Your book club reading list for June
Spice up your summer reading list with a brand-new month’s worth of Bright Spot book club fun, hosted by YMCA staff members and book lovers Beth Morgan and Andrea Muller.
We’ll be reading a piece of lit every two weeks, which will give us plenty of time to dig deep and get familiar with the themes, characters, and storyline. Then, we’ll share our impressions with each other over a virtual coffee or tea. As always, our intention is to build connections with all of you through our shared love of reading!
How do I join?
Sign up on this page of The Bright Spot. Once you RSVP, we’ll send a Zoom link to your e-mail. On Thursday, shortly before 1:00 pm, click on the link to connect to our virtual book club.
How will the book club be organized?
Each meeting will be moderated by Beth Morgan, General Manager of the Markham YMCA, and Andrea Muller, supervisor and individual conditioning coach at the Markham YMCA. We’ve asked people to pick a variety of books for us to read together (scroll down to see the reading schedule!). We’ll read a new book every two weeks, then get together virtually to discuss them.
What can I expect in a typical book club meeting?
The individual who chose the book will bring three discussion questions to our meeting to get the ball rolling, and then our conversation will pick up from there.
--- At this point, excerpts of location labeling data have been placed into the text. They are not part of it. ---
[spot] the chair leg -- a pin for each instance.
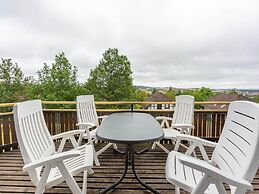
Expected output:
(69, 178)
(202, 186)
(114, 146)
(85, 182)
(153, 145)
(104, 148)
(162, 147)
(177, 190)
(177, 144)
(96, 161)
(41, 185)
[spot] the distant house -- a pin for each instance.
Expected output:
(224, 97)
(158, 97)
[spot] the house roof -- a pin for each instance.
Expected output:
(224, 97)
(157, 97)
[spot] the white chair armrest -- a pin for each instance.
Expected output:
(163, 118)
(184, 126)
(68, 134)
(51, 159)
(214, 172)
(196, 140)
(102, 117)
(86, 125)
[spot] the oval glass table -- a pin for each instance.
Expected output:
(130, 128)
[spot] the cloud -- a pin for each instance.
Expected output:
(169, 43)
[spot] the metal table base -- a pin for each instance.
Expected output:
(130, 160)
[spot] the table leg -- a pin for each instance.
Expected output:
(132, 153)
(124, 173)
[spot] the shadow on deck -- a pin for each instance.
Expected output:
(150, 167)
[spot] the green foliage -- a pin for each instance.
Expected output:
(141, 95)
(200, 94)
(14, 86)
(111, 80)
(57, 82)
(233, 91)
(255, 98)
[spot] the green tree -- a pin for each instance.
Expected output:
(112, 80)
(171, 93)
(58, 81)
(13, 83)
(141, 95)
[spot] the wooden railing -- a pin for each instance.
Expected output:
(208, 123)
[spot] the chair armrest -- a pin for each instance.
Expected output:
(102, 117)
(51, 159)
(214, 172)
(196, 140)
(68, 134)
(86, 125)
(184, 126)
(163, 118)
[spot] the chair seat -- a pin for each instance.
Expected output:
(184, 176)
(92, 134)
(74, 165)
(170, 133)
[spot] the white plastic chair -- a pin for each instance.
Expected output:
(46, 167)
(181, 123)
(89, 121)
(234, 160)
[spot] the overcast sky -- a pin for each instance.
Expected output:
(178, 43)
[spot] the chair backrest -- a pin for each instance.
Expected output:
(86, 111)
(237, 151)
(32, 133)
(184, 109)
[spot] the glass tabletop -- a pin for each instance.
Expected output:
(130, 128)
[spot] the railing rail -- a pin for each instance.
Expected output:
(208, 123)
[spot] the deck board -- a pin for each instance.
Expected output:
(150, 167)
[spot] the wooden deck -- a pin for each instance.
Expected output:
(150, 167)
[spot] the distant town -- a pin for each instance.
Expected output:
(245, 92)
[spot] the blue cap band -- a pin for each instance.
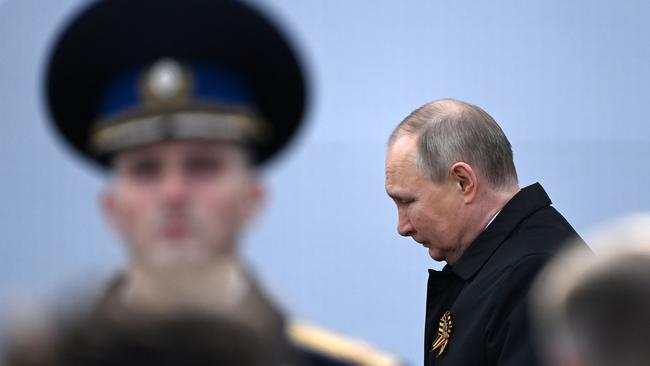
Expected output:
(208, 84)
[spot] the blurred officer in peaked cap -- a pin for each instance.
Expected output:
(181, 101)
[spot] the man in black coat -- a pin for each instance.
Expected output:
(450, 171)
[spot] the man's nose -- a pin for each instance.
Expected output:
(174, 187)
(404, 227)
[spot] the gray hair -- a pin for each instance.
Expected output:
(450, 131)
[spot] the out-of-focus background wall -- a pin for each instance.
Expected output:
(567, 80)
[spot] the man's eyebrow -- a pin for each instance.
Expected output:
(393, 194)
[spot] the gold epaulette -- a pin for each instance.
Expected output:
(347, 349)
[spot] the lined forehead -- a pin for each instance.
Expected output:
(400, 162)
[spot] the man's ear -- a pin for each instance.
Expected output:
(108, 204)
(256, 197)
(465, 179)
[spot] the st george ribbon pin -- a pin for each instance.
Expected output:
(444, 334)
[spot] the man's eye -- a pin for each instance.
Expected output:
(144, 170)
(203, 166)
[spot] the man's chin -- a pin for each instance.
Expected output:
(436, 255)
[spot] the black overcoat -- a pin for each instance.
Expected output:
(486, 290)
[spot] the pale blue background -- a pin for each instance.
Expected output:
(567, 80)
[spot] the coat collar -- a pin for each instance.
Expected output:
(520, 206)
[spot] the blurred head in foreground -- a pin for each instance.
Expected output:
(190, 339)
(594, 309)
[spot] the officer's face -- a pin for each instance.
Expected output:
(431, 213)
(181, 201)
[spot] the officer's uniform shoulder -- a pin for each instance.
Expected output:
(323, 347)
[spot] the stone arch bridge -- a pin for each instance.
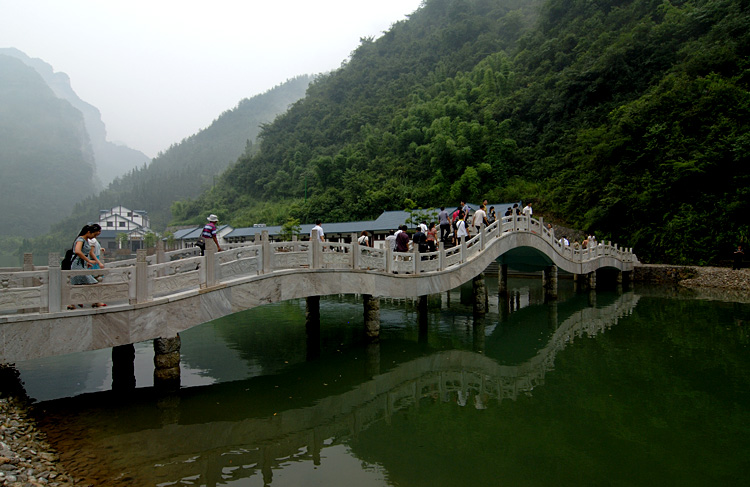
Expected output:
(161, 295)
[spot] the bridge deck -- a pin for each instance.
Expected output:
(161, 295)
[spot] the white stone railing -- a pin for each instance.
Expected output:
(140, 280)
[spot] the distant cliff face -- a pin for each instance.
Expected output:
(111, 160)
(46, 158)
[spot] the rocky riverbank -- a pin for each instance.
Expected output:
(27, 460)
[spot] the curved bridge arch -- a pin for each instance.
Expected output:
(163, 299)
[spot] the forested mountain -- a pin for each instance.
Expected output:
(46, 161)
(188, 168)
(627, 118)
(111, 159)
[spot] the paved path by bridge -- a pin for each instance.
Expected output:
(162, 295)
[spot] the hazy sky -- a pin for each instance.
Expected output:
(160, 70)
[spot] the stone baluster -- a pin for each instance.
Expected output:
(141, 276)
(266, 257)
(355, 252)
(54, 283)
(316, 249)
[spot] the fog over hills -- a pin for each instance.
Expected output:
(111, 159)
(46, 160)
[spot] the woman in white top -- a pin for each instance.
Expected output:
(461, 231)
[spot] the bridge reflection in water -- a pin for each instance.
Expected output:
(219, 434)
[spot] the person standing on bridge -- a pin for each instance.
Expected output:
(461, 231)
(319, 229)
(445, 224)
(480, 218)
(209, 233)
(85, 259)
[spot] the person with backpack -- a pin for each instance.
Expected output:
(420, 239)
(209, 233)
(461, 231)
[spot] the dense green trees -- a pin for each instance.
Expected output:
(46, 160)
(624, 118)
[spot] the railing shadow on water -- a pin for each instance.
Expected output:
(42, 290)
(189, 434)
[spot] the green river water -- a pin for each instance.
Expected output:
(646, 387)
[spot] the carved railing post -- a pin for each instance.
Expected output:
(316, 248)
(355, 252)
(54, 283)
(267, 257)
(210, 262)
(417, 258)
(161, 255)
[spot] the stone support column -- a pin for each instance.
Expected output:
(502, 280)
(372, 316)
(478, 333)
(550, 283)
(123, 367)
(167, 362)
(591, 280)
(312, 326)
(552, 315)
(422, 317)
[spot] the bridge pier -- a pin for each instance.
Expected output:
(372, 316)
(312, 326)
(549, 282)
(502, 280)
(584, 282)
(552, 315)
(480, 295)
(123, 367)
(167, 361)
(478, 335)
(422, 317)
(591, 280)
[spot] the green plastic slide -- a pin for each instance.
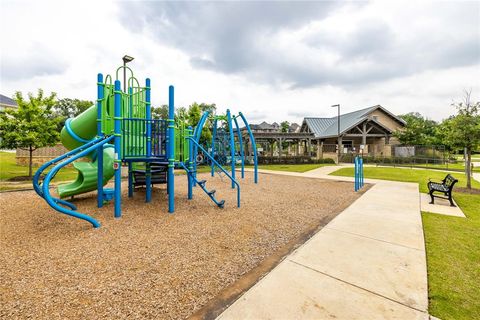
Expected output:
(75, 133)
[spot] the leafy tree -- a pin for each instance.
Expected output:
(160, 112)
(31, 126)
(463, 130)
(418, 131)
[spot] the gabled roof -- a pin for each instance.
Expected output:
(328, 127)
(6, 101)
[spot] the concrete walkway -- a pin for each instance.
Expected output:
(367, 263)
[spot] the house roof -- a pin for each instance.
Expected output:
(6, 101)
(328, 127)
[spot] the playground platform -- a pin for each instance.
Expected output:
(367, 263)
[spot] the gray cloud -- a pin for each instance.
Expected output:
(233, 38)
(39, 62)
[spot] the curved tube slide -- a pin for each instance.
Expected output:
(77, 132)
(81, 152)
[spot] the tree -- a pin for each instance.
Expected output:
(463, 130)
(418, 131)
(69, 108)
(31, 126)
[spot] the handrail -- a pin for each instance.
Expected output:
(45, 187)
(220, 167)
(36, 177)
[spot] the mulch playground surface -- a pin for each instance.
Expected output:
(151, 264)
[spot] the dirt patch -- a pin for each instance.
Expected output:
(150, 264)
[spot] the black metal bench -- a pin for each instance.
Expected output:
(158, 174)
(445, 187)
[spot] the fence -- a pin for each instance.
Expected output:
(431, 157)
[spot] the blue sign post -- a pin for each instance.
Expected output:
(358, 173)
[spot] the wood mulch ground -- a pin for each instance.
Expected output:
(151, 264)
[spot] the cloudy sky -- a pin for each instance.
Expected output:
(272, 60)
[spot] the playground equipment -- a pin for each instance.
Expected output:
(358, 173)
(119, 129)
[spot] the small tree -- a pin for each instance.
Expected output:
(31, 126)
(464, 130)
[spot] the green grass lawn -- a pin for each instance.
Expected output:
(9, 169)
(452, 243)
(407, 175)
(293, 167)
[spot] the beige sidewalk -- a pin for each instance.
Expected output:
(367, 263)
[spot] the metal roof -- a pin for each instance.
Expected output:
(328, 127)
(6, 101)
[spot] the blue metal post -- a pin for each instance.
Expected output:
(190, 163)
(100, 96)
(171, 150)
(148, 116)
(232, 145)
(254, 147)
(118, 157)
(198, 134)
(240, 142)
(130, 167)
(214, 137)
(361, 175)
(355, 174)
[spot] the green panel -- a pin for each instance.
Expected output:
(108, 108)
(84, 125)
(87, 175)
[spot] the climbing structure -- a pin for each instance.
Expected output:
(119, 129)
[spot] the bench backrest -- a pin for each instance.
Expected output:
(449, 181)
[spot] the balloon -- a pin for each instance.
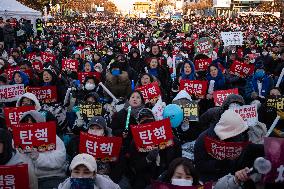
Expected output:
(175, 113)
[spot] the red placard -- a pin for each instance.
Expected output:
(47, 57)
(10, 93)
(223, 150)
(14, 114)
(82, 76)
(241, 69)
(70, 64)
(153, 135)
(14, 177)
(102, 148)
(45, 94)
(35, 136)
(150, 91)
(221, 95)
(194, 87)
(274, 152)
(202, 64)
(37, 65)
(162, 185)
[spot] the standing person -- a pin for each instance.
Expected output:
(84, 175)
(9, 35)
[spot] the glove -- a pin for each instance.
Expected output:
(152, 155)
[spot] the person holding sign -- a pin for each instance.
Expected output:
(49, 165)
(11, 156)
(84, 175)
(230, 128)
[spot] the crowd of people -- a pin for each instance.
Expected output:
(123, 54)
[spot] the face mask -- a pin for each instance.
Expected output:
(115, 72)
(234, 105)
(90, 86)
(82, 183)
(264, 53)
(259, 74)
(96, 132)
(182, 182)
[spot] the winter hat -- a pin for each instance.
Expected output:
(36, 115)
(230, 124)
(86, 160)
(30, 96)
(99, 121)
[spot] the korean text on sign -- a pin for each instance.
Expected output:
(102, 148)
(221, 95)
(10, 93)
(241, 69)
(14, 177)
(153, 135)
(248, 113)
(14, 114)
(223, 150)
(90, 109)
(45, 94)
(35, 136)
(194, 87)
(150, 91)
(70, 64)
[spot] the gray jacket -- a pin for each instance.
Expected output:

What are some examples of discussion questions?
We’re going to be pretty open to whatever comes up, but some of the questions we are thinking of using to get us started are:
- What themes did you notice throughout the book?
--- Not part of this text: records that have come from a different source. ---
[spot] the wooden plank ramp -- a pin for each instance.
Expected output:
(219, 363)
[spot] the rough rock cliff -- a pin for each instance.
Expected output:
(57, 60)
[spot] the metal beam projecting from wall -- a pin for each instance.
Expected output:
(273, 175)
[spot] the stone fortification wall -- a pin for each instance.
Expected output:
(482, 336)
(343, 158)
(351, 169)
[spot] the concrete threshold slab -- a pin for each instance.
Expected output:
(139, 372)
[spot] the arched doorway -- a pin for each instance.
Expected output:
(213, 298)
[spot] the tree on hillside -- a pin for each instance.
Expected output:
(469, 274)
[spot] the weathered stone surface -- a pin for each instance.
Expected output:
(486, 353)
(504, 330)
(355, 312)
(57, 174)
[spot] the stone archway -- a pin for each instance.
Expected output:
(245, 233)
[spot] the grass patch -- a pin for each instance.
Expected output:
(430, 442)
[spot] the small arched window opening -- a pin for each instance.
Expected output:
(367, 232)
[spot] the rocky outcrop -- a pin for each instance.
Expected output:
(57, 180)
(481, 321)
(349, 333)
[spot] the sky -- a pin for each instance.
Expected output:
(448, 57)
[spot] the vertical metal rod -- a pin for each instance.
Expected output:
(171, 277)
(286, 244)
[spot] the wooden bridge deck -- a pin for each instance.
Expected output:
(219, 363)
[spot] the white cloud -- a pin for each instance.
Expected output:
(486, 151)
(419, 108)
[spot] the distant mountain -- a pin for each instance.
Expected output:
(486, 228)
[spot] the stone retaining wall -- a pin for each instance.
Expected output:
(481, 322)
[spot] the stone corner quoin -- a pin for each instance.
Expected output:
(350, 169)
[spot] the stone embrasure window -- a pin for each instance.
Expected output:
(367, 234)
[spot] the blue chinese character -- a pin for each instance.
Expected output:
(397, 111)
- How did the characters change throughout the story? How did your opinion of them change?
- Which character did you relate to the most, and what was it about them that you connected with?
- Did the book change your opinion or perspective about anything? Do you feel different now than you did before you read it?
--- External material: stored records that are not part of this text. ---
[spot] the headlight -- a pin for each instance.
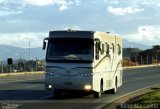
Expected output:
(50, 73)
(87, 87)
(86, 74)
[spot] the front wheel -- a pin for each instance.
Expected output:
(114, 90)
(97, 94)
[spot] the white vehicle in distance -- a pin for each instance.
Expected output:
(83, 60)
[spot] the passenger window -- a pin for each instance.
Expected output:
(113, 48)
(107, 48)
(119, 49)
(102, 48)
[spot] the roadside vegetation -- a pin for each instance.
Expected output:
(147, 101)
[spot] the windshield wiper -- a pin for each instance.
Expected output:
(72, 57)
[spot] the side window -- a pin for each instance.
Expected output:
(119, 49)
(107, 48)
(102, 48)
(113, 48)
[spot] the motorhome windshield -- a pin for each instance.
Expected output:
(70, 50)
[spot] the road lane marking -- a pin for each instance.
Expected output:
(18, 81)
(31, 86)
(2, 92)
(48, 96)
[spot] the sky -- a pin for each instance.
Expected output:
(24, 21)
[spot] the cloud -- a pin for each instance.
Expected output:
(22, 39)
(149, 35)
(7, 6)
(123, 11)
(5, 13)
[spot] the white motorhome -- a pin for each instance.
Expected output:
(83, 60)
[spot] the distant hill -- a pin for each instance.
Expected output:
(129, 44)
(17, 53)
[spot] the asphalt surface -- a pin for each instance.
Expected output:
(27, 91)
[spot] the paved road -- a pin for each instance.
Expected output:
(27, 91)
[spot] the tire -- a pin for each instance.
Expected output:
(99, 94)
(114, 90)
(57, 93)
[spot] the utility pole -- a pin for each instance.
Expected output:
(1, 67)
(29, 50)
(147, 59)
(36, 64)
(141, 60)
(29, 55)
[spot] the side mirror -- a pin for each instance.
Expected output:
(97, 50)
(44, 45)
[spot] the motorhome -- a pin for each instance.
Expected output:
(83, 60)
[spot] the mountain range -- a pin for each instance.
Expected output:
(17, 52)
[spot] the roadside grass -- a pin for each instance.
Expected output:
(148, 101)
(153, 97)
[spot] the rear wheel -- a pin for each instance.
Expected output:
(99, 94)
(57, 93)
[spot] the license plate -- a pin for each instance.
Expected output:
(67, 83)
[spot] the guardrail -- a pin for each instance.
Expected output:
(41, 72)
(21, 73)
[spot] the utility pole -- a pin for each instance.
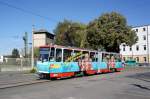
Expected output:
(25, 38)
(32, 56)
(147, 46)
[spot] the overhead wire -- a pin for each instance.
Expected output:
(27, 11)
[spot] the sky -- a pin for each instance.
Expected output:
(18, 16)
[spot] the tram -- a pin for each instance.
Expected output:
(60, 62)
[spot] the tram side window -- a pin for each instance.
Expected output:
(44, 54)
(51, 54)
(96, 57)
(67, 55)
(105, 57)
(77, 56)
(58, 55)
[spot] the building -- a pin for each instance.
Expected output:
(139, 51)
(42, 37)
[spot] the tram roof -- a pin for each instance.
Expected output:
(68, 47)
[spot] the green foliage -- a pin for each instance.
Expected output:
(109, 31)
(69, 33)
(106, 32)
(15, 53)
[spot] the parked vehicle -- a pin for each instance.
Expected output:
(60, 61)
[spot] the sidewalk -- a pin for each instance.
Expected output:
(12, 79)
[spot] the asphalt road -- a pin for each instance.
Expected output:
(132, 84)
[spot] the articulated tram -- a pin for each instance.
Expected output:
(60, 62)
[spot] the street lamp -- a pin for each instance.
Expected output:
(32, 56)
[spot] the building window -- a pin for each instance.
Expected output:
(144, 29)
(137, 47)
(144, 59)
(124, 48)
(144, 37)
(137, 59)
(130, 48)
(144, 47)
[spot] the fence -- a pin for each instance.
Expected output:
(15, 64)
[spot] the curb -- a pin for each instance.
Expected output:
(22, 84)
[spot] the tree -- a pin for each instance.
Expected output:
(36, 52)
(69, 33)
(15, 53)
(108, 31)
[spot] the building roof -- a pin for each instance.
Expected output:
(43, 31)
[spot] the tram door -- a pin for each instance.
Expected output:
(94, 60)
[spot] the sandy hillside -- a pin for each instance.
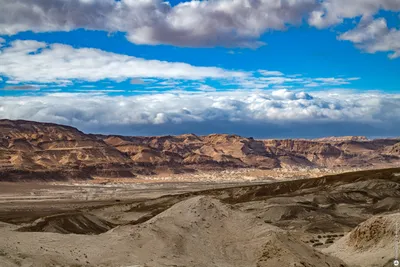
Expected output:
(372, 243)
(200, 231)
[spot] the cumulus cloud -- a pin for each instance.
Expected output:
(331, 12)
(22, 87)
(270, 73)
(375, 36)
(190, 23)
(27, 61)
(238, 112)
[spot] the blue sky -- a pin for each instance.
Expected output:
(301, 68)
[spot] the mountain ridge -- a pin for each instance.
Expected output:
(30, 148)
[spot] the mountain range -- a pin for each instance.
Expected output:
(45, 151)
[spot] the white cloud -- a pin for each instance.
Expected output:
(270, 73)
(206, 88)
(181, 111)
(331, 12)
(190, 23)
(374, 36)
(26, 61)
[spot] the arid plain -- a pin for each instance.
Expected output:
(74, 199)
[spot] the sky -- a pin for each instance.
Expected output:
(260, 68)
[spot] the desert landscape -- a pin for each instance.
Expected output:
(73, 199)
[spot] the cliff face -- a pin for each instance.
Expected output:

Where can I get copies of the books we’re reading?
There are a few different ways you can get books for free online.
1. Log on to your local library’s website. If you do not have a library card, your library card is expired, or you lost your library card, your library website will have directions on how to get a new card.
2. Use the Toronto Public Library Instant Digital Card.This gives non-Toronto Public Library cardholders in Toronto free, temporary access to the TPL’s large collection of e-books and audiobooks using the code TPL2020. You need a Toronto cell phone (area codes 416, 647, or 437) that can receive text messages.
3. Subscribe to Scribd or Kobo audiobook, which both offer a free 30-day trial.
4. If you prefer audiobooks, Audible has a free 30-day trial as well.
Which books are we reading?
We already have our selection for June but we want to hear your suggestions for the coming months, too. Head over to The Bright Spot and send us your ideas through the live chat.
In the meantime, here are the June titles we’ll be digging into.
Please note: all of the following synopses are quoted directly from goodreads.com.
June 11 meeting: Hateship, Friendship, Courtship, Loveship, Marriage: Stories
“In the her tenth collection (the title story of which is the basis for the new film Hateship Loveship), Alice Munro achieves new heights, creating narratives that loop and swerve like memory, and conjuring up characters as thorny and contradictory as people we know ourselves.
A tough-minded housekeeper jettisons the habits of a lifetime because of a teenager’s practical joke. A college student visiting her brassy, unconventional aunt stumbles on an astonishing secret and its meaning in her own life. An incorrigible philanderer responds with unexpected grace to his wife’s nursing-home romance.
Hateship, Friendship, Courtship, Loveship, Marriage is Munro at her best, tirelessly observant, serenely free of illusion, deeply and gloriously humane.”
June 18 & 25 meetings: The Glass Hotel by Emily St. John Mandel
“From the award-winning author of Station Eleven, a captivating novel of money, beauty, white-collar crime, ghosts, and moral compromise in which a woman disappears from a container ship off the coast of Mauritania and a massive Ponzi scheme implodes in New York, dragging countless fortunes with it.
Vincent is a bartender at the Hotel Caiette, a five-star glass and cedar palace on an island in British Columbia. Jonathan Alkaitis works in finance and owns the hotel. When he passes Vincent his card with a tip, it’s the beginning of their life together. That same day, Vincent’s half-brother, Paul, scrawls a note on the windowed wall of the hotel: “Why don’t you swallow broken glass.” Leon Prevant, a shipping executive for a company called Neptune-Avramidis, sees the note from the hotel bar and is shaken to his core. Thirteen years later Vincent mysteriously disappears from the deck of a Neptune-Avramidis ship. Weaving together the lives of these characters, The Glass Hotel moves between the ship, the skyscrapers of Manhattan, and the wilderness of northern Vancouver Island, painting a breathtaking picture of greed and guilt, fantasy and delusion, art and the ghosts of our pasts.”
Happy reading! We can’t wait to hear what you think of these books in our coming meetings.